Hardcore trivia geeks and puzzle solvers usually frown on anyone who searches the Web for answers, but this week Google introduced a daily one-question brain teaser that promotes reliance on the company's search engine. Here, a guide:
What is this new trivia game?
It's called A Google a Day. Each day, the site supplies a new question so tricky that a routine Google search won't turn up the solution, says Doug Gross at CNN. On weekdays, the puzzles will also be printed in The New York Times, alongside the crossword puzzle. Today's clue, for example, is, "My name is Robert. One day before my brother Rohan's 19th birthday, our father had an album on the Billboard 200. Name the album." (We won't give you the answer here.) Much like the Times crossword, the puzzles will increase with difficulty as the week goes on.
Is cheating really encouraged?
To a point. The idea is to promote strategic Googling, and the search giant has built in social elements, allowing stumped users to ask their friends for help via e-mail, Buzz, Facebook and Twitter. But the trivia site itself, which otherwise resembles Google's main page, eliminates spoilers by suppressing posts revealing the correct answers. The puzzle search is powered by what the company calls Deja Google, a "wormhole inspired time machine that enables you to solve today's puzzle spoiler free by searching the internet as it existed before 'A Google a Day' was launched."
Why is Google getting into trivia?
"Over time, Google has realized that people aren’t using Google to its full potential," says Ken Denmead at Wired. "Like taking your Lamborghini Miura to the corner store to pick up a lottery ticket, folks haven’t been truly putting the search engine through its paces." Google itself confirms this: "We hope A Google a Day triggers your imagination and helps you discover all the types of questions you can ask Google—and get an answer," says Dan Russell, a Google user experience researcher, on the company's official blog.
So is this just a marketing gimmick?
Well, "either this is some seriously weak-sauce PR, or Google is positioning itself as the puzzle arbiter of the next generation," says Kit Eaton at Fast Company.
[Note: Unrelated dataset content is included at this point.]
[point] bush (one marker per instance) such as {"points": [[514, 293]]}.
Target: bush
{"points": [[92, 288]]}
But the game may backfire, says Jared Newman at PCWorld, and expose "a weakness in traditional search." As the battle between IBM's Watson and human "Jeopardy!" champions revealed, someday all computers may be able to answer "complex trivia questions such as the ones Google is asking," rendering keyword searches obsolete. For now, though, the site is "fun and doesn't take too much time (if you're an avid searcher)," says Whitney Matheson at USA Today.